Narendra Modi wrapped up his West bengal election campaign yesterday. Normal leaders would fly back to delhi and get back to work.

Instead, he flew to Gangtok, Sikkim, for a carefully staged roadshow and a PR photoshoot where he played football.

Why? Because football is insanely popular in Bengal. A few viral clips of Modi kicking a ball could sway a few extra votes tomorrow. Returning to delhi wouldn’t have made headlines with that perfect “relatable leader” angle. So he chose the photo-op.

This is peak Modi — ruthless, microscopic planning when it comes to winning elections and holding on to power.

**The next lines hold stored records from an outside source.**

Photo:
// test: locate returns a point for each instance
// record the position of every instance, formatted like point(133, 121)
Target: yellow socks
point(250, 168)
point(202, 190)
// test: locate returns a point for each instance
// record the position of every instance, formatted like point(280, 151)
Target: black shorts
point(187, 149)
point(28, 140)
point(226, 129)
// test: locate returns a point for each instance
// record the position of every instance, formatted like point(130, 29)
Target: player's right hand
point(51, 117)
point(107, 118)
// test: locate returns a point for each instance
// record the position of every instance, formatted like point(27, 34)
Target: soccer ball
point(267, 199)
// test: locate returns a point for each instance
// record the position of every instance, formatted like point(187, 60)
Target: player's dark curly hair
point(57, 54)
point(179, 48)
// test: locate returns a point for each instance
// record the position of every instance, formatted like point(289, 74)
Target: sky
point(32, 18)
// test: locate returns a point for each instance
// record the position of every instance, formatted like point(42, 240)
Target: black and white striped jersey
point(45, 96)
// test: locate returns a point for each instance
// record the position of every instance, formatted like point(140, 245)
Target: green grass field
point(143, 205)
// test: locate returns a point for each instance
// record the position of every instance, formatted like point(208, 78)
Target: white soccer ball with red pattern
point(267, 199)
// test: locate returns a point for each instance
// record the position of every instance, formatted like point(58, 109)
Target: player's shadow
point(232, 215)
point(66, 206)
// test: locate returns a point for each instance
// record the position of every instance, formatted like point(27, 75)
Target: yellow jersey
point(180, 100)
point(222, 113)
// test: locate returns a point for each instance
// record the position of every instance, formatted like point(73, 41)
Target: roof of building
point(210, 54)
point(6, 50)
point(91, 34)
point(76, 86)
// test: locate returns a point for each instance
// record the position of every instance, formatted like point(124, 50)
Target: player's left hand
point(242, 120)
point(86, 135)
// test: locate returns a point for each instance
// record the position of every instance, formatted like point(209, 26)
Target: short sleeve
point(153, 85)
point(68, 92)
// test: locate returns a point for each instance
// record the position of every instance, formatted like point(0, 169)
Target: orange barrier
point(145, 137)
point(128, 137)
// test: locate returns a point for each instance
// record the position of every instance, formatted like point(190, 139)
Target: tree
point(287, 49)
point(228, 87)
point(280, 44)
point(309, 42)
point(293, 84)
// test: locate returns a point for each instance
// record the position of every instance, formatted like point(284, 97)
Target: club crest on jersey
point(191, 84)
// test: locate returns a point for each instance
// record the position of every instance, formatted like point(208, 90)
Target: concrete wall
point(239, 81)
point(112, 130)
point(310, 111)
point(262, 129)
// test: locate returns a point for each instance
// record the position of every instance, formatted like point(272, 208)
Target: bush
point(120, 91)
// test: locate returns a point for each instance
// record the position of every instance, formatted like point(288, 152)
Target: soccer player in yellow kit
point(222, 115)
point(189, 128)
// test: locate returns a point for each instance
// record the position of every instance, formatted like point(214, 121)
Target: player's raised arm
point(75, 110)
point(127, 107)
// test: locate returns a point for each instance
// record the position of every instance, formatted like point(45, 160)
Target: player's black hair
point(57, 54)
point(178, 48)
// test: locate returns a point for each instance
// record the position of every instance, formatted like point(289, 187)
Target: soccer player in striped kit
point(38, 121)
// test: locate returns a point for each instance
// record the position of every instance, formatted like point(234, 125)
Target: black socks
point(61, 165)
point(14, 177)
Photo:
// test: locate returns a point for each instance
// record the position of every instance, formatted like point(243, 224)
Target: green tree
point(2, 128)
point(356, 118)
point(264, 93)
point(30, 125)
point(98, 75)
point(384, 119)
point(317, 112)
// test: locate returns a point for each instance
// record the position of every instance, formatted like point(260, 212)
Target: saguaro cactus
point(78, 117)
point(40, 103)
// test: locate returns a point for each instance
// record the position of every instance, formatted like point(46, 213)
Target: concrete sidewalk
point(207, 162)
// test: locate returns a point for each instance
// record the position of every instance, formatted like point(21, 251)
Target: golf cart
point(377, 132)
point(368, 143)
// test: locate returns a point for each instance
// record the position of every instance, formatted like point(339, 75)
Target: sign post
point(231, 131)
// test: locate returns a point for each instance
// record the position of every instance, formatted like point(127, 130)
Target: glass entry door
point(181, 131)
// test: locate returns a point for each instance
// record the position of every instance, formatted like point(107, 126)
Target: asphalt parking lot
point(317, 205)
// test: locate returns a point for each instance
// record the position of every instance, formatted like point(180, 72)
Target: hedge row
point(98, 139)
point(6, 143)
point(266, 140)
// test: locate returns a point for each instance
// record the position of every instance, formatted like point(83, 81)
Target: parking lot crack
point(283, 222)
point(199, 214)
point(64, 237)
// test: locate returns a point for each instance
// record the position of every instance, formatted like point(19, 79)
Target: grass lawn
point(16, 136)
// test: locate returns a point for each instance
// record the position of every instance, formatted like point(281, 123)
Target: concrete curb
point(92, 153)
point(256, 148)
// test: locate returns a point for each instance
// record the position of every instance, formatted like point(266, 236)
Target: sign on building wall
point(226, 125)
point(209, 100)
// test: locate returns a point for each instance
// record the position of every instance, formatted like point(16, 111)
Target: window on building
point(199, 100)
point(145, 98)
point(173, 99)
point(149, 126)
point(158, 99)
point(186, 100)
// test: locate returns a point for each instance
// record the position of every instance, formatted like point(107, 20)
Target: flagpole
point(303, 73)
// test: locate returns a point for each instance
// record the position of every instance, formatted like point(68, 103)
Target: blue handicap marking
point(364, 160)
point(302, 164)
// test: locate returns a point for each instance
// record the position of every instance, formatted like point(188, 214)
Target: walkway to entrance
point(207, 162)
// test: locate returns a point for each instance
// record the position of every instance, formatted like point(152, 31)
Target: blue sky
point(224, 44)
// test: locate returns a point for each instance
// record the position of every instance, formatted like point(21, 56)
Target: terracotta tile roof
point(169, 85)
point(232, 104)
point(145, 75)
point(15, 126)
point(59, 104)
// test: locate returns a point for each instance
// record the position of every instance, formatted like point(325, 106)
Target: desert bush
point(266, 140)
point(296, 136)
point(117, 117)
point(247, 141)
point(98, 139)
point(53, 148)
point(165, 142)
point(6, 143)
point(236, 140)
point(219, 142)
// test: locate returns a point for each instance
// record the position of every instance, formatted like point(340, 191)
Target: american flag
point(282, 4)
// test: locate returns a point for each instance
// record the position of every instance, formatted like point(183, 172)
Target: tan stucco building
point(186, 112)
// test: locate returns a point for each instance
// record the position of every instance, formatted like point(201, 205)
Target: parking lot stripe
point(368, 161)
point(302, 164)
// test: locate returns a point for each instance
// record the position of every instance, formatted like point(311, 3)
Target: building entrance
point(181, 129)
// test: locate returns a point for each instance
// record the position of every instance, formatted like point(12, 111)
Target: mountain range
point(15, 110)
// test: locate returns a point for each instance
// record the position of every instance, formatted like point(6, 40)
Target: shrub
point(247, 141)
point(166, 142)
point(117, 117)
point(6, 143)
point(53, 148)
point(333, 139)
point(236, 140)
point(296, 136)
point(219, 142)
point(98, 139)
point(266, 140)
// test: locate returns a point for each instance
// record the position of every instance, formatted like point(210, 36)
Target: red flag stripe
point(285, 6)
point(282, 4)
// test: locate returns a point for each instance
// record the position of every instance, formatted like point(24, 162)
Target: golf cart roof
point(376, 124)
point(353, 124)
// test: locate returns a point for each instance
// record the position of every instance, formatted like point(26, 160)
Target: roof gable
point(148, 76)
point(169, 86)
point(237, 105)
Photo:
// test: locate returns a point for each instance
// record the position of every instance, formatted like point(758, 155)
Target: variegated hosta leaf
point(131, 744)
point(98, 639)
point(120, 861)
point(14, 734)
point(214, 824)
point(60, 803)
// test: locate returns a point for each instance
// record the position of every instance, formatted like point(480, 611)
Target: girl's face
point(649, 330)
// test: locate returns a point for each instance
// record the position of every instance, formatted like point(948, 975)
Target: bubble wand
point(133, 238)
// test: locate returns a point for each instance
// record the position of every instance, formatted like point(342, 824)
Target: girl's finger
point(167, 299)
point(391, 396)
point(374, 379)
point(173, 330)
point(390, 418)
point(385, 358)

Every move is calculated, every visual engineered, every state visit timed for maximum electoral impact.

Here’s the savage truth:

- master strategist when it’s about votes  
- Nowhere to be seen when it’s about solving real crises like Manipur  
- 12 years in power, and the same level of obsession has never been applied to actual governance  

If even a fraction of this detailed planning, energy, and execution went into running the country, fixing Manipur, or tackling real problems, india wouldn’t be in this mess today.

But governance isn’t the priority. Power is.

He’s turned the world’s largest democracy into one endless, expensive election campaign — while the nation pays the price for twelve wasted years of photo-ops over progress.